Como la dickensiana historia de dos ciudades que relata dos acercamientos distintos al orden, la libertad y la ley en el tiempo de la Revolución Francesa, la Italia contemporánea se ha visto convulsionada por la historia de dos Giovanni, con su colofón en algo sucedido hace pocos días: un Giovanni era juez y está muerto; el otro era un miembro de la mafia y está vivo. El resumen de sus vidas ilustra lo que con magistral crudeza resume la frase que Pablo Escobar utilizaba para convencer al enésimo funcionario o cargo público de su país de la necesidad de optar, “o plata o plomo”. Colombia es desgraciadamente uno de esos sistemas donde el estado de derecho no existe o definitivamente se muestra ineficaz para proteger a los buenos de los malos, lo que sucede sobre todo cuando los primeros son héroes y los segundos viven de la inacción de los que no son malos, pero no quieren meterse en líos. Pero Italia, Italia sin duda es harina de otro costal. Europa entera, en el fondo, lo es, porque haber adoptado constituciones normativas no nos libra de ciertas incongruencias y fugas sistémicas, no nos libra del mal acogido en la indiferencia del derecho, la necesaria ceguera de la justicia.
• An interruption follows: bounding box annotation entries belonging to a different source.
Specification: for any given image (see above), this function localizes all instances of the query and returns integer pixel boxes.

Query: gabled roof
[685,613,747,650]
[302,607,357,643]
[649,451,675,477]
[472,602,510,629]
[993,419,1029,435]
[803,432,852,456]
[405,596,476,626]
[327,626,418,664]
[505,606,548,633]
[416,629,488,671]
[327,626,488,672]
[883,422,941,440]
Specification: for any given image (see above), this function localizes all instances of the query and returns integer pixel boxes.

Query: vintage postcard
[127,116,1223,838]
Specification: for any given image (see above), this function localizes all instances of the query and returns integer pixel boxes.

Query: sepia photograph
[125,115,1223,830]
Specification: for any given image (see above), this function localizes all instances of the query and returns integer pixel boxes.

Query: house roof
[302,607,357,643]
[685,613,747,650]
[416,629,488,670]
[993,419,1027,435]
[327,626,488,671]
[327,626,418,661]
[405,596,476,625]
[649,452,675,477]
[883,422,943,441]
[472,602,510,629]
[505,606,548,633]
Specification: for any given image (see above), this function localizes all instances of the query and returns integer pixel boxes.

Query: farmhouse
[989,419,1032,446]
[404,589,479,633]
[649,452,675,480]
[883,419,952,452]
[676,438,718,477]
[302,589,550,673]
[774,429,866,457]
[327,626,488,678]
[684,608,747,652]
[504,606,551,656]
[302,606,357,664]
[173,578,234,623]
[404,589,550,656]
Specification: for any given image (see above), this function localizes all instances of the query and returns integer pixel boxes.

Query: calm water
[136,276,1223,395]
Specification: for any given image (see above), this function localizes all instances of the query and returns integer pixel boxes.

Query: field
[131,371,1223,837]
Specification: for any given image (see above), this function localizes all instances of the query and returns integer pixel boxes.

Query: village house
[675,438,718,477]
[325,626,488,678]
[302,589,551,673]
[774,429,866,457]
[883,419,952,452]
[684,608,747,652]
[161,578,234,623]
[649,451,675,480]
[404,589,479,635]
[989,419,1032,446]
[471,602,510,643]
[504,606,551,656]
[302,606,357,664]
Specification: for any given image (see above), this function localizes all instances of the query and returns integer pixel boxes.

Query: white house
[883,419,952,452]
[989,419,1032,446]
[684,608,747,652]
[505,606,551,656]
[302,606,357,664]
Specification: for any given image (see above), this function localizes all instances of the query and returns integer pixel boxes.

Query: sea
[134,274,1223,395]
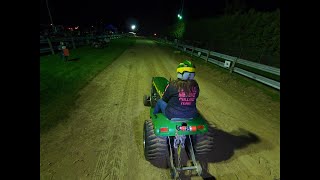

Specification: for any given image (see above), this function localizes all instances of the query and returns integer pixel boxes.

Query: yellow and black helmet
[177,60,196,80]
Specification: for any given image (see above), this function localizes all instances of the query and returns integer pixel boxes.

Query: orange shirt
[63,48,69,56]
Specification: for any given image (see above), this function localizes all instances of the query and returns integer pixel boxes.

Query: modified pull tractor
[143,77,213,179]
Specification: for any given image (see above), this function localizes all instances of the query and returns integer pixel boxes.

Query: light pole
[131,24,136,31]
[46,0,57,33]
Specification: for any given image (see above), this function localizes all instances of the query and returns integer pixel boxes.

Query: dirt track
[40,40,280,180]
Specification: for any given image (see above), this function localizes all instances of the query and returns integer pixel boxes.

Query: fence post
[71,37,76,49]
[47,38,54,54]
[206,50,210,62]
[229,58,239,73]
[191,46,194,57]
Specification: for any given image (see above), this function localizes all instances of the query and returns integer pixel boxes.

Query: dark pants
[153,99,167,115]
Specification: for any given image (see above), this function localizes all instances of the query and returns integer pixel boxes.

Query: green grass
[40,38,135,132]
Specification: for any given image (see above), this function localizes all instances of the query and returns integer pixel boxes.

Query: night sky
[40,0,280,33]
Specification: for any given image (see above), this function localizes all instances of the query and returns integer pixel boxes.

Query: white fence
[164,42,280,90]
[40,35,124,54]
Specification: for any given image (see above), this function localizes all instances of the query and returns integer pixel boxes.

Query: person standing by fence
[58,42,70,62]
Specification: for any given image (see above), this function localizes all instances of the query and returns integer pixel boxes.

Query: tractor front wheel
[143,120,169,168]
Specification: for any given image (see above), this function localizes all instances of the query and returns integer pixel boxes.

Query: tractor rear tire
[143,95,151,106]
[192,127,214,155]
[143,120,169,168]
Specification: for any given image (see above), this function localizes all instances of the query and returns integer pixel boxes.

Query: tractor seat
[170,118,193,121]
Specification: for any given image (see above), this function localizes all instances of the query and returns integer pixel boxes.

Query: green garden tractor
[143,77,214,179]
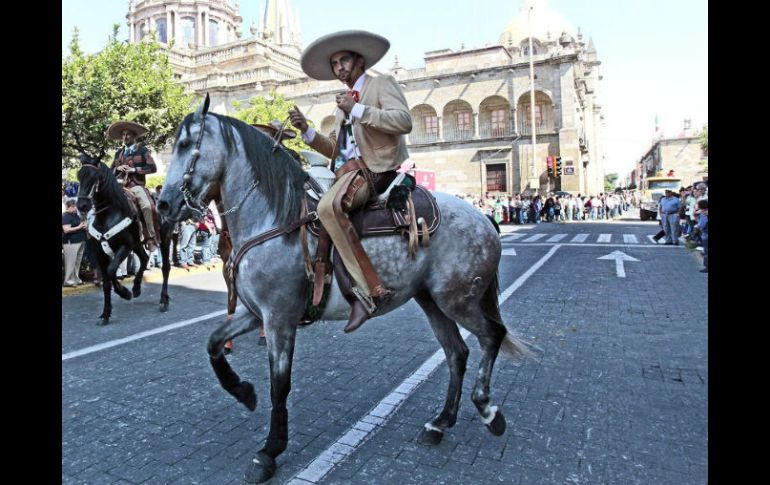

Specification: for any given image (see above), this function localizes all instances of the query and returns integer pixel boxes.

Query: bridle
[179,114,260,218]
[179,113,206,217]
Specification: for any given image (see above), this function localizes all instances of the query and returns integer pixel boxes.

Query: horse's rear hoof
[417,427,444,446]
[485,410,505,436]
[233,381,258,410]
[243,451,276,483]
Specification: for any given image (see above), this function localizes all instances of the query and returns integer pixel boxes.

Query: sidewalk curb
[61,261,222,298]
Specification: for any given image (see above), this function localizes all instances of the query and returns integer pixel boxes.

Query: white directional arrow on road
[596,251,639,278]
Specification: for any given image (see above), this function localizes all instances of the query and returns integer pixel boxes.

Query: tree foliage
[604,173,618,192]
[233,92,312,163]
[62,24,191,168]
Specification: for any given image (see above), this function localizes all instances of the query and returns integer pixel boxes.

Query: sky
[62,0,708,177]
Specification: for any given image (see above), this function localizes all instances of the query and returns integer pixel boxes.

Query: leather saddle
[305,185,441,239]
[123,187,160,245]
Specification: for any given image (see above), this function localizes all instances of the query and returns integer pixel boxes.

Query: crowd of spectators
[458,191,638,224]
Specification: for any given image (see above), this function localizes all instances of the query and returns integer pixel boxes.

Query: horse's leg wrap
[415,292,468,445]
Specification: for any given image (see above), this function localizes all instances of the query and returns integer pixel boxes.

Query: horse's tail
[481,271,535,360]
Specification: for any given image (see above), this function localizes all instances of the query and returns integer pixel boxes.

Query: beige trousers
[318,170,371,296]
[63,242,86,285]
[131,185,158,242]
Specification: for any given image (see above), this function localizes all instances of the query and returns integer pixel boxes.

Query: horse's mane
[176,113,308,225]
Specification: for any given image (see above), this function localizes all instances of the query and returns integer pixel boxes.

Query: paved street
[62,218,708,485]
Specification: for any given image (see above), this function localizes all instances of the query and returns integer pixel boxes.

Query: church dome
[499,0,576,47]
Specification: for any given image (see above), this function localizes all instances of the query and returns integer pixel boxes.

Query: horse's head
[77,153,104,212]
[158,94,228,221]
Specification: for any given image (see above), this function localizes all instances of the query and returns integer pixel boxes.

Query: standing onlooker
[696,199,709,273]
[658,189,681,246]
[61,200,86,286]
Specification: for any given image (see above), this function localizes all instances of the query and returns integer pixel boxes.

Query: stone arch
[409,104,439,143]
[479,95,513,138]
[519,37,546,56]
[442,99,474,141]
[516,90,557,135]
[319,115,337,136]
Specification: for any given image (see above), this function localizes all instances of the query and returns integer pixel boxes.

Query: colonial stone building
[127,0,604,194]
[630,120,708,187]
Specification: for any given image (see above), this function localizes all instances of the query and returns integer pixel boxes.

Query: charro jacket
[110,146,158,189]
[310,74,412,173]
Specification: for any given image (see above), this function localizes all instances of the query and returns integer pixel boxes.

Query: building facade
[630,120,708,187]
[127,0,604,195]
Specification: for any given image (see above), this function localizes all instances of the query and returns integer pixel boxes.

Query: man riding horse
[289,30,412,332]
[107,121,158,252]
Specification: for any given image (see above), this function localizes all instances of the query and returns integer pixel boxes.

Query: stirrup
[352,286,377,315]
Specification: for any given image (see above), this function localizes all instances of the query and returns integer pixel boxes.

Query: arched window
[182,17,195,47]
[155,19,168,44]
[209,20,219,45]
[409,104,438,143]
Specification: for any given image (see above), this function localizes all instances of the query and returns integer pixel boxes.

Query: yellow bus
[639,173,682,221]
Falcone había conseguido la condena de casi 500 mafiosos a 2.665 años de cárcel en el maxiproceso de Palermo, que se celebró desde 1986 hasta el 1992. Brusca era uno de los hombres de confianza de Toto Riina, en los años noventa capo de la mafia siciliana. Un día de mayo de 1996, utilizó casi 500 kilos de explosivos para hacer saltar por los aires una autopista con el único objetivo de llevarse por delante la vida del juez. En el atentado se produjeron lo que se suele llamar “efectos colaterales”, esos a los que aquí aludió ETA durante años con inconmensurable cinismo: murió la mujer de Falcone, la también magistrada Francesca Morvillo, así como el chófer y otros dos escoltas de un matrimonio que decidió no tener hijos, porque sabía que su destino estaba sellado desde que él construyó su hacer profesional sobre la persecución de la mafia siciliana, de Palermo como él, esa que con fascinación había descrito en su opúsculo “Cose di Cosa Nostra” y que consideraba la razón fundamental del “delito de incomparecencia” del Estado italiano durante décadas.

La liberación de Giovanni Brusca ha generado un intenso debate en Italia sobre la capacidad de la ley para integrar la justicia en sus concretas aplicaciones a través de las sentencias: el principio de congruencia, el principio de legalidad, la limitación temporal de las penas en un intento de hacer realidad su función rehabilitadora

Brusca pactó con la Fiscalía. Aunque sus crímenes son incontables, la ayuda que proporcionaron sus delaciones (colaboración con la justicia, visto desde la perspectiva de ésta) a la causa contra la mafia le propiciaron reducir su condena a 30 años, lo que, gracias a los beneficios por buena conducta, le ha puesto de nuevo en circulación tras un cuarto de siglo entre rejas. Su liberación ha generado un intenso debate en Italia sobre la capacidad de la ley para integrar la justicia en sus concretas aplicaciones a través de las sentencias: el principio de congruencia, el principio de legalidad, la limitación temporal de las penas en un intento de hacer realidad su función rehabilitadora, la imposibilidad de alargar una condena por el hecho de que el condenado no haya cambiado su intención… ¿qué ocurrirá ahora? Porque la mafia no ha desaparecido; al contrario, se cree que la criptomoneda como modelo de negocio no es otra cosa que la visión de algunos emprendedores sobre la necesidad de estos canales alternativos para vehicular el dinero que proviene del crimen organizado, y cuyo monto es equivalente al PIB de algún país del primer mundo.

La conclusión es que en la historia de los dos Giovanni a uno le han puesto una estatua y una autopista a su nombre, pero no creo que en las nuevas generaciones nadie lo recuerde. Para mí y para buena parte de mi generación, fue un héroe de manual, uno de esos ingobernables que siempre estuvieron a la altura, seres casi imposibles, capaces incluso de convivir sin asco con ratas supervivientes, persistentes y hoy, gracias a la ley que Falcone utilizó como única arma, campando a sus anchas por mi adorada Italia. De esa memoria, ¿cuándo hablaremos?